Mike Mullen//June 12, 2014//
1) GOP gubernatorial candidates Jeff Johnson and Kurt Zellers are tied among primary voters, according to a KSTP-SurveyUSA poll released on Wednesday.
Both Zellers and Johnson are tied at 23 percent support from likely GOP primary voters. Former Rep. Marty Seifert sits at 14 percent and businessman Scott Honour has 9 percent.
“Jeff Johnson has clearly gotten a nice bump from the Republican-endorsing convention,” Larry Jacobs, a political scientist at the University of Minnesota, said of the race. “He’s now tied with the much better known Kurt Zellers who had been Speaker of the Minnesota House.”
In the GOP US Senate primary, Mike McFadden leads Rep. Jim Abeler 44 percent to 16 percent.
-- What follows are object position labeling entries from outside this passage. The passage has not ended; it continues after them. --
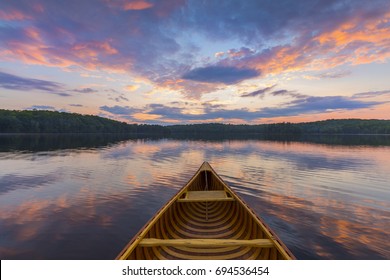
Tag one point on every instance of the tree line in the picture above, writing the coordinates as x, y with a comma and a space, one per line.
39, 121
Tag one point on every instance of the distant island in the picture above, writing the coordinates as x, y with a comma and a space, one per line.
39, 121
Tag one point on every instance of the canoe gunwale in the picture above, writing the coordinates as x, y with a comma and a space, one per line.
181, 196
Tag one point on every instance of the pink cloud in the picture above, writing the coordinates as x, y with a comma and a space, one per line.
13, 15
137, 5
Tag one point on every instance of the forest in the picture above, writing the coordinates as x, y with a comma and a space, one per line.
40, 121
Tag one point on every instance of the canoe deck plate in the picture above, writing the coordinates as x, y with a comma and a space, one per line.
200, 196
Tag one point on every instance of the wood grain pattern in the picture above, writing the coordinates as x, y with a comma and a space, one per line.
205, 220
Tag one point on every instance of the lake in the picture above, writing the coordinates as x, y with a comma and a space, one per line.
85, 196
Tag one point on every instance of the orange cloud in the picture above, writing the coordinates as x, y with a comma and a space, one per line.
357, 41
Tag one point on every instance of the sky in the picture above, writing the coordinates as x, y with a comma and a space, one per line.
178, 62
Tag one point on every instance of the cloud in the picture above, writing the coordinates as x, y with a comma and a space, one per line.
132, 87
85, 90
120, 110
260, 92
369, 94
220, 74
183, 113
9, 81
267, 37
41, 107
334, 75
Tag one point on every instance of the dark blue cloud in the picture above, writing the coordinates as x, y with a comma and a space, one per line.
120, 110
220, 74
369, 94
302, 105
260, 92
41, 107
85, 90
13, 82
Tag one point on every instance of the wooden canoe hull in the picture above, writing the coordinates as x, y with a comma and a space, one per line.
205, 220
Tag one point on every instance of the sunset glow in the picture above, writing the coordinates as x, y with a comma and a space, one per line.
177, 61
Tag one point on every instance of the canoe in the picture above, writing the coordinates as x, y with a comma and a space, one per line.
205, 220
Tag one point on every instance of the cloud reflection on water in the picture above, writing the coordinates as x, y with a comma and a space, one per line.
325, 202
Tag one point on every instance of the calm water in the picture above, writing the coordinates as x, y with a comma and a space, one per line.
84, 197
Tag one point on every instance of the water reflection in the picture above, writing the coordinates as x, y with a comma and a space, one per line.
85, 201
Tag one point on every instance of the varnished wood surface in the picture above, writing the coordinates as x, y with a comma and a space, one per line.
205, 220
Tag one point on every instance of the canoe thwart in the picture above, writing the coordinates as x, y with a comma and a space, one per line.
151, 242
200, 196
The nomination elections are on Aug. 12.
2) The University of Minnesota released a study on Wednesday that showed a nearly 41 percent decline in Minnesota’s uninsured rate since Obamacare went into full effect.
The percentage of uninsured Minnesotans dipped from 8.2 percent of the population to 4.9 percent. For Democrats, its a victory for the beleaguered exchange and a vindication of health care reform efforts at the federal level. The brunt of the change came from access to public health programs.
“From offering the lowest health insurance rates in the nation, to securing the lowest uninsured rate in state history, health reform is working in Minnesota,” Gov. Mark Dayton said in a statement. ”Today, 180,500 more Minnesotans have affordable access to quality health insurance. We have more work to do to help ensure all Minnesotans are covered, but today’s report demonstrates that health reform in Minnesota is headed in the right direction.”
3) The state Department of Human Services has disagreed with experts who have advised a district court judge that a member of the Minnesota Sex Offender Program should go free, the Associated Press reports.
The department cautioned against releasing the man, identified as E.T., because of a history of violent behavior in the program and a lack of skills that would serve someone in the real world. The move comes after US District Court Judge Donovan Frank ordered the state to show why the man couldn’t go free.